Now that we have our savings account created and have determined our saving schedule, we can use our spreadsheet to predict how long it will take to build a Rainy Day Savings.
It is good practice to always have six months worth of expenses in your savings account just in case something unexpected happens. We could also include the money in the checking account, but I would always prefer to air on the side of caution because my motto is ‘better safe than sorry’. Because of this, I will only include the savings account total.
In our example, we know that the monthly expenses are roughly $1050. Six months of expenses would be $6300. By looking at the savings account total in column M: December, we see that the total amount in the savings account is $3900. This is not enough to last six months.

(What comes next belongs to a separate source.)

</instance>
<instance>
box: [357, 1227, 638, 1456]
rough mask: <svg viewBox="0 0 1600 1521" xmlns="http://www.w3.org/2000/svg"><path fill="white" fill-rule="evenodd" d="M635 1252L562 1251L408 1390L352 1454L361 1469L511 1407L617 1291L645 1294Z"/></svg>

To project further, we will need to add another year to our example.
Using the techniques from before, we will highlight all of the the December column (M1:M21) and drag across to column Y. Highlight all cells in the sheet by pressing the Triangle in the top left corner then double click on line between the column headers to widen the fields and remove the pound signs. *If you have trouble with this step, please refer to the first tutorial’s video.
Next, add a column between December and January to separate the years. You can add the year in this column if you would like. Example: 2016.
Now that we have our projections extended for another year, we can see that the savings account will reach $6300 in June of year two.
If we were including the checking account, the savings account will reach $6300 in February. None the less, the more savings the better because you never know what will happen next.